Diyabet, böbrek, karaciğer, migren, kalp, tansiyon vb. gibi kronik hastalıkları olanların oruç tutarken çok daha dikkatli ve hekimlerine danışarak hareket etmelerinin çok önemli olduğunun altını çizen İç Hastalıkları Uzmanı Uzm. Dr. Engin Yurt, “Özelikle insülin kullanan diyabet hastaların ve yine tansiyonu çok stabil olmayan tansiyon hastaların, kalp ve böbrek yetmezliği hastaların oruç tutmalarını önermiyoruz. Kalp damar hastalığı olan, kalp damar tıkanıklığı olan, stent takılmış, yeni kalp krizi geçirmiş hastalarımızın kesinlikle oruç tutmamalarını öneriyoruz.
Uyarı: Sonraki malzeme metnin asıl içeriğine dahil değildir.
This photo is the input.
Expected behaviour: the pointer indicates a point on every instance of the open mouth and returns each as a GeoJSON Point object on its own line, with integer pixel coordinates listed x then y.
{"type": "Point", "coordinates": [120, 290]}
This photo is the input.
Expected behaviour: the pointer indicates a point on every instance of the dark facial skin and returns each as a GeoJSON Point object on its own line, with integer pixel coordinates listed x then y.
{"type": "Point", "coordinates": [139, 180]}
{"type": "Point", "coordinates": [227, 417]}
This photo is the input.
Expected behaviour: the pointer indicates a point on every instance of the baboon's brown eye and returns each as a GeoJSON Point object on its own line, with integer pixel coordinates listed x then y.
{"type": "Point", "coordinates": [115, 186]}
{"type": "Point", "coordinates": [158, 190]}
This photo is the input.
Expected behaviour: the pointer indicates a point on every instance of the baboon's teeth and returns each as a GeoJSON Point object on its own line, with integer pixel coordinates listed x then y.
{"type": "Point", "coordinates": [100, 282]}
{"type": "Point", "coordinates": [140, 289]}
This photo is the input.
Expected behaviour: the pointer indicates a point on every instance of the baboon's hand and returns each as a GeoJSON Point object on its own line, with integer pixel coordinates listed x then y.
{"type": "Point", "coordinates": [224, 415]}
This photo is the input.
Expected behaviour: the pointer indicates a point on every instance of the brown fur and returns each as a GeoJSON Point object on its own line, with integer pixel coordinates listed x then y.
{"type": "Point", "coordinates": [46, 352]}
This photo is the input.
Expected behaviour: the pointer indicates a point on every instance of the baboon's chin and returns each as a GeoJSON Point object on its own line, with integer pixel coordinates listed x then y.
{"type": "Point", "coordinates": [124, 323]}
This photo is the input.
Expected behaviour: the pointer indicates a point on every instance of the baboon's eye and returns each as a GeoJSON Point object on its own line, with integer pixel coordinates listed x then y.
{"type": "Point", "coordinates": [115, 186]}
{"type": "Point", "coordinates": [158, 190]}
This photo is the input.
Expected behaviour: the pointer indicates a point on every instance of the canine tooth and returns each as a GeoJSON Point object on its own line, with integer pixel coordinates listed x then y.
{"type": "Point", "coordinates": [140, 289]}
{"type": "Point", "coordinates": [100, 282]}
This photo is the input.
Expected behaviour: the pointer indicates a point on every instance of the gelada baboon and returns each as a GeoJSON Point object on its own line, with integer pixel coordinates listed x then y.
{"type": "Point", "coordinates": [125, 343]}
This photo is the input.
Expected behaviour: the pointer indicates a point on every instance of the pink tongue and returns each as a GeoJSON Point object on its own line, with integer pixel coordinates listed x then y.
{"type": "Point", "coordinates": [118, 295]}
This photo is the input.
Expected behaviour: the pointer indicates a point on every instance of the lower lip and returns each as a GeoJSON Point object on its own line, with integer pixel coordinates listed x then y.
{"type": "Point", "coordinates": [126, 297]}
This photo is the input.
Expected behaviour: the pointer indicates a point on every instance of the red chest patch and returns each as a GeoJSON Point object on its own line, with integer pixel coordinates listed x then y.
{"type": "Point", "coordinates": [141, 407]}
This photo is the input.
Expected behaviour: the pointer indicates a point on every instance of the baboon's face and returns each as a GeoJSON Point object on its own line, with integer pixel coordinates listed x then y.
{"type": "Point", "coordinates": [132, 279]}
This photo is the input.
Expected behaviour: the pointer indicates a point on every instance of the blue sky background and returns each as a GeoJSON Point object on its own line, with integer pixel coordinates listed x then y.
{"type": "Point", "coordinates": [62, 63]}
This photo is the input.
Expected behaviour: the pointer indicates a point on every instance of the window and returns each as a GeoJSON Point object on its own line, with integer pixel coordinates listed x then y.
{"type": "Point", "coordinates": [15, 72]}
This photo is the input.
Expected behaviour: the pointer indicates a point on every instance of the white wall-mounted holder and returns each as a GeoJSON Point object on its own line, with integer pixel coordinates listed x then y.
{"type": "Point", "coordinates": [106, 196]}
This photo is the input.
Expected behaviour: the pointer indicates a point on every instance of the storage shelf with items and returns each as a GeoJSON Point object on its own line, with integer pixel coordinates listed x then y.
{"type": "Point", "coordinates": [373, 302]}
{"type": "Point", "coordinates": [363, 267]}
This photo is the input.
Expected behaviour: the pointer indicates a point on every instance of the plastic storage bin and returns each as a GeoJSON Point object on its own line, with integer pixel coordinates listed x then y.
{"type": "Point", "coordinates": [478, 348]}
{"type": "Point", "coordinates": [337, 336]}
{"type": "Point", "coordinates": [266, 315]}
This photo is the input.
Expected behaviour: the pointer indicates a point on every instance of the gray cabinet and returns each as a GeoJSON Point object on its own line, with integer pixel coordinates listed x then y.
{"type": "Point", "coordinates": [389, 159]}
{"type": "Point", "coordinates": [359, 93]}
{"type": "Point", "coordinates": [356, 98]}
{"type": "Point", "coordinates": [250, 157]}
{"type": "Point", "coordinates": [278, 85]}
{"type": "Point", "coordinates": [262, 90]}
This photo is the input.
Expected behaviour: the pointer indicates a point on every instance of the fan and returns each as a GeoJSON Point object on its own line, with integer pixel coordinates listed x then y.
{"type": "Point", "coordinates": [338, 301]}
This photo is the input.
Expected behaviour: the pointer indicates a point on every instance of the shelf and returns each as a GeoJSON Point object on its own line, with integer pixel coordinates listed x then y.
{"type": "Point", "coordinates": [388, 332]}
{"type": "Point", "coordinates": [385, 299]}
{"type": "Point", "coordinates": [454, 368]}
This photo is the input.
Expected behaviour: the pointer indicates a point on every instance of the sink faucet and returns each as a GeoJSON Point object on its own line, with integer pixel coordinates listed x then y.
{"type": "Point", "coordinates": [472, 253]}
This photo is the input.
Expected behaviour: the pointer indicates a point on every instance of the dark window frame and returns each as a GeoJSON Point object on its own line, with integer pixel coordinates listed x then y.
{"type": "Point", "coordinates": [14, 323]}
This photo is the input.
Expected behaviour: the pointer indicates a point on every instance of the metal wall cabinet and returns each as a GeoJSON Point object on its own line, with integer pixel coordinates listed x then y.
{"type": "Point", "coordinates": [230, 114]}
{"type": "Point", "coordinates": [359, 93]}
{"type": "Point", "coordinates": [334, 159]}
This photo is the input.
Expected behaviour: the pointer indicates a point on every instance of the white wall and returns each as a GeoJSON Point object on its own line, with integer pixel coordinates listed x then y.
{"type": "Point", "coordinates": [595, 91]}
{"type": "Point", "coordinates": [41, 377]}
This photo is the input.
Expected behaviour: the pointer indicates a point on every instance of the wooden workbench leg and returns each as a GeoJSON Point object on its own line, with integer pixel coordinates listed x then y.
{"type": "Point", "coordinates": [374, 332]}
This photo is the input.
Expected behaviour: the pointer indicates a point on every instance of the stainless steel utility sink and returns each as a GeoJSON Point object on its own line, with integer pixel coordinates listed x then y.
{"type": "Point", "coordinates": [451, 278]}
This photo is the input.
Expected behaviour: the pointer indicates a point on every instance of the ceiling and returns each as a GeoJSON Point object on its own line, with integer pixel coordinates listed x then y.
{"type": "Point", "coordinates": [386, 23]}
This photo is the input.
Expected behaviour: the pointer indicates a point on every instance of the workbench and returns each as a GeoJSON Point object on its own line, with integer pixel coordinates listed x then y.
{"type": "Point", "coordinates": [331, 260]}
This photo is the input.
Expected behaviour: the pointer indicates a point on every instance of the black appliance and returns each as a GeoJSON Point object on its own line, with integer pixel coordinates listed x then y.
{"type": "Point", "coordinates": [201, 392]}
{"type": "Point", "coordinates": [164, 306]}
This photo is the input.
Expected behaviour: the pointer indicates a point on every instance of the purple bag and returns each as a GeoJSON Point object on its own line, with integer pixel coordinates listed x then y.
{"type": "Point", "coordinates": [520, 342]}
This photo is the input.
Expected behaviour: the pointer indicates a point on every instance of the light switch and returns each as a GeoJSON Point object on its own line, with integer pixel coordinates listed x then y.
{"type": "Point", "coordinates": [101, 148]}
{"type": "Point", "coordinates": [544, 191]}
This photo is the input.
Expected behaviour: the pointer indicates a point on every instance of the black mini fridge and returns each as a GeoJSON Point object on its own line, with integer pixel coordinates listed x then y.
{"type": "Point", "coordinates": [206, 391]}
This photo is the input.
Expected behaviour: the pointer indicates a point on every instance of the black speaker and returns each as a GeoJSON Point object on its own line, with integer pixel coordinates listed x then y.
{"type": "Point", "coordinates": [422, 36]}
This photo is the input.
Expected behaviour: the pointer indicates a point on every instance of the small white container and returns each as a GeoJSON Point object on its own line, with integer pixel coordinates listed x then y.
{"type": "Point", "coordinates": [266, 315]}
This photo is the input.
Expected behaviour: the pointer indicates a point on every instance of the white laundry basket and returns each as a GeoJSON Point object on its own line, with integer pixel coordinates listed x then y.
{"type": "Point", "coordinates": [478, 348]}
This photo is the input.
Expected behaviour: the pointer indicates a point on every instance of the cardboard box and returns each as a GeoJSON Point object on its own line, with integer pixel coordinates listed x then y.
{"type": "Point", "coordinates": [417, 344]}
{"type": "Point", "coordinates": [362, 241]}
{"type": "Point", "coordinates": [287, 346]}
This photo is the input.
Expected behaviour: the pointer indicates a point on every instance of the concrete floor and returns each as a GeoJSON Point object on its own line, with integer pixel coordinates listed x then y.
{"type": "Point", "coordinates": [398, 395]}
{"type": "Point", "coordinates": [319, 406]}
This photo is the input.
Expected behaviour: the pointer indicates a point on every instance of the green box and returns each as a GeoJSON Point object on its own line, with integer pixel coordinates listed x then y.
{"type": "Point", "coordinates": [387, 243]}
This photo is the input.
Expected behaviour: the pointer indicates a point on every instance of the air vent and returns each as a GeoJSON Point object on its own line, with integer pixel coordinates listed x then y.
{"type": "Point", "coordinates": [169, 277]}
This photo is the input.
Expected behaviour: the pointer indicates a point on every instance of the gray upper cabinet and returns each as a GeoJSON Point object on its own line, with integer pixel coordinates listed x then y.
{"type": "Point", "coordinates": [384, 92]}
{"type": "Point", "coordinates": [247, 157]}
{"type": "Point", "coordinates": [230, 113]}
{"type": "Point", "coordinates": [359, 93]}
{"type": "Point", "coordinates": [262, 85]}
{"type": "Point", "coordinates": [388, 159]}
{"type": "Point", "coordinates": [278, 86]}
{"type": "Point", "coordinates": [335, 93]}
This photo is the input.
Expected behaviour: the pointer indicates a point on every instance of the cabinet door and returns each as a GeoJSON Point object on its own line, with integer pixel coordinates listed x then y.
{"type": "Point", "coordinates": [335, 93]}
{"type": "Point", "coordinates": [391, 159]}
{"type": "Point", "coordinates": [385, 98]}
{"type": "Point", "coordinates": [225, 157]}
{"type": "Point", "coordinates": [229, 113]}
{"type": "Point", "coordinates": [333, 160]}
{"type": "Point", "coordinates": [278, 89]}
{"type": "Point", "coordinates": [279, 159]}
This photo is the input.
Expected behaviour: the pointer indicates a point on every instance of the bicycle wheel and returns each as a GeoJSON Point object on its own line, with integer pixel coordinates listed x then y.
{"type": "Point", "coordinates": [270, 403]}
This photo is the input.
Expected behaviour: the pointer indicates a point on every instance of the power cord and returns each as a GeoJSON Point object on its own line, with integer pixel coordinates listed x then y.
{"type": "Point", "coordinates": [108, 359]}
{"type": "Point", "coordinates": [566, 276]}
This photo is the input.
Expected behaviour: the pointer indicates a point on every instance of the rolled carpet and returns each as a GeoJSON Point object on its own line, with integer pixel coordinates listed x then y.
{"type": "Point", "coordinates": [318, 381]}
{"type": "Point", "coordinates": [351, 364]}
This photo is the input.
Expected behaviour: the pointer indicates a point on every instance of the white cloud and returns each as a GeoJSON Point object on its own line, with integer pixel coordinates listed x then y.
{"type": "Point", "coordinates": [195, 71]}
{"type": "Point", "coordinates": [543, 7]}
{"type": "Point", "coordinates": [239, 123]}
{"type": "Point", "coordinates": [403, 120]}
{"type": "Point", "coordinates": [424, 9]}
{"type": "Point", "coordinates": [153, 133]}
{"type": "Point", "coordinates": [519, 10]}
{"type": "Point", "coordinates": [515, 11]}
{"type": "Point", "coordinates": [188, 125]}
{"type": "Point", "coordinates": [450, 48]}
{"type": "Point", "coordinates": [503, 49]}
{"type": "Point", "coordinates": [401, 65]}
Burada özellikle böbrek yetmezliği ve kalp yetmezliği bulunan hastaların sıvı tüketmedikleri takdirde yeni bir yetmezliğe neden olacağı için bu konuda çok dikkatli olmaları ve oruç tutmamaları gerekiyor. Diğer yandan zor veya ağır bir tedavi sürecinde olan, yakında dönemde bir ameliyat geçirmiş ve mutlaka düzenli beslenme gerektiren hastalıkları (tüm kanserli ve önemli ameliyat geçirmiş hastalar gibi) olanların mutlaka hekim kontrolünde oruç tutmaya karar vermelerinin önemle altını çiziyoruz” açıklamasında bulundu.
Böbrek hastalarının oruç tutmaları sakıncalı olduğunu, böbrek yetersizliği olanların oruç tutmaları halinde yetersizliğin daha da ilerleyebileceğini vurgulayan Nefroloji Uzmanı, Uzm. Dr. Hasan Çakır, “Ramazan ayında böbrek hastaları, iftar ile sahur arasındaki dönemde su açıklarını kapatamadıklarından hastalığının farkında olmayan birçok kişi, oruç tutmaya başlayınca ciddi sıkıntılar yaşayabiliyor. Diğer taraftan böbrek taşı olan hastaların da susuz kaldığı dönemlerde şikayetleri artabiliyor. Böbrek fonksiyonları sınırda seyreden bir kişinin böbrek sağlığı bu durumdan olumsuz etkilenebiliyor. Oruç tutmak isteyen ancak diyabet, hipertansiyon veya kalp-damar hastalığı olanların, böbrek taşı düşüren veya kum düşürmüş olanların veya ailelerinde bu hastalıkları geçirmiş yakınları olanların, gece sık tuvalete kalkanların Ramazan öncesi hekime danışmalarının ve gerekli kontrolleri yaptırmalarını öneriyoruz.
Peki oruç tutmak isteyen böbrek hastaları nelere dikkat etmeli dersek: Oruca başlamadan önce mutlaka hekiminize danışmalı, kontrolden geçmeli ve ilaçlarınızı hekiminiz ile birlikte planlamalısınız. Oruç tutarken, tuz tüketiminden uzak durmanız gerekiyor, iftar ve sahur arasında en az 2-3 litre su tüketilmesi gerekiyor, süt ve süt ürünlerinin çok yüksek oranda tüketmemeniz gerekiyor, aşırı ve demli çay içmemeniz gerekiyor, konserve yiyeceklerden uzak durmanız gerekiyor, sigara kullanımını bırakmanız gerekiyor, gün içerisinde mutlaka hafif egzersizler yapmanız gerekiyor, ideal kilonuzu korumanız, kilo almaktan kaçınmanız gerekiyor” açıklamasında bulundu.